Probably the best solution would be to mandate that a "%s" directive
with no length always fails; the call scanf("%s", buf) would then
return 0 and would not modify the buf array. (To be clear, this would
be incompatible with the current standard; we're talking about
proposed changes in a future version of the standard.)
In general, we want (or at least I want) to avoid cases where
arbitrary input from stdin can cause a buffer overflow. There are
other cases to consider. For example: fscanf(stdin, "%s", buf)
presents exactly the same problem as scanf("%s", buf); catching it
would require fscanf() to behave differently based on whether its
first argument is stdin.
Even more generally, I think we want to avoid cases where arbitrary
input from an interactive device (not just stdin) can cause a buffer
overflow.
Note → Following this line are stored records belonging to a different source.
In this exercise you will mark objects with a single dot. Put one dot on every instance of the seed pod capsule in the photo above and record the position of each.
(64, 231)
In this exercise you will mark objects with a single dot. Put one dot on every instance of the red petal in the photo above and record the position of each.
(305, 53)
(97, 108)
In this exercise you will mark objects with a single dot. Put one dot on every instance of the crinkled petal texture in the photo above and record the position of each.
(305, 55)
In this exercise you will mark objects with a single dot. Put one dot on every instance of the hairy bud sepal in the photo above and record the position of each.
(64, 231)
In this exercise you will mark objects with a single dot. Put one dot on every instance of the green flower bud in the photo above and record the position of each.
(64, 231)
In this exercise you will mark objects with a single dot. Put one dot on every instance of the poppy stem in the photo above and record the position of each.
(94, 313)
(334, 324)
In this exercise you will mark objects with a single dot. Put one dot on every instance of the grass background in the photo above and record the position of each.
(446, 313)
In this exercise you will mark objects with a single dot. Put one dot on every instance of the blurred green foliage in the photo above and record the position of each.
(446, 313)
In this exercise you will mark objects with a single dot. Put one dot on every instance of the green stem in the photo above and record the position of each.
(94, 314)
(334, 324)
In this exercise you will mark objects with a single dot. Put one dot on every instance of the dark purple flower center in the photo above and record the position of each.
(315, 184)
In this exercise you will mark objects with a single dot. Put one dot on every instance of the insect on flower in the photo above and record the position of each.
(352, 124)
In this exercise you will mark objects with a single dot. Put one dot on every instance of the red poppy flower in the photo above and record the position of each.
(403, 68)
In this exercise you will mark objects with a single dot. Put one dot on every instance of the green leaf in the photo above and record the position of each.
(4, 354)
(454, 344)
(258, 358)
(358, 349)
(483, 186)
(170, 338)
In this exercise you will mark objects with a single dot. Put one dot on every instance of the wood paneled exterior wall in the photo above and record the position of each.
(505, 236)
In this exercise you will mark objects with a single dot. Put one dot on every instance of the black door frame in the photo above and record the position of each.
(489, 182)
The standard doesn't currently require I/O operations to be
aware of whether they're dealing with an interactive device, and this
may not be possible in general. C99 7.19.3p7 provides a vague
precedent:
... the standard input and standard output streams are fully
buffered if and only if the stream can be determined not to refer
to an interactive device.
but I'm not comfortable with the idea of such a drastic change in the
behavior of fscanf(f, "%s", buf) depending on whether f *can be
determined* to refer to an interactive device.
It would be simpler to eliminate "%s" for all of scanf, sscanf, and
fscanf. sscanf and fscanf with "%s" are potentially safe because it's
possible to know the maximum length, but then it's also possible to
*know* the maximum length, and to specify it. If nothing else, the
programmer can just specify the length of the buffer, which I'd say is
good practice anyway.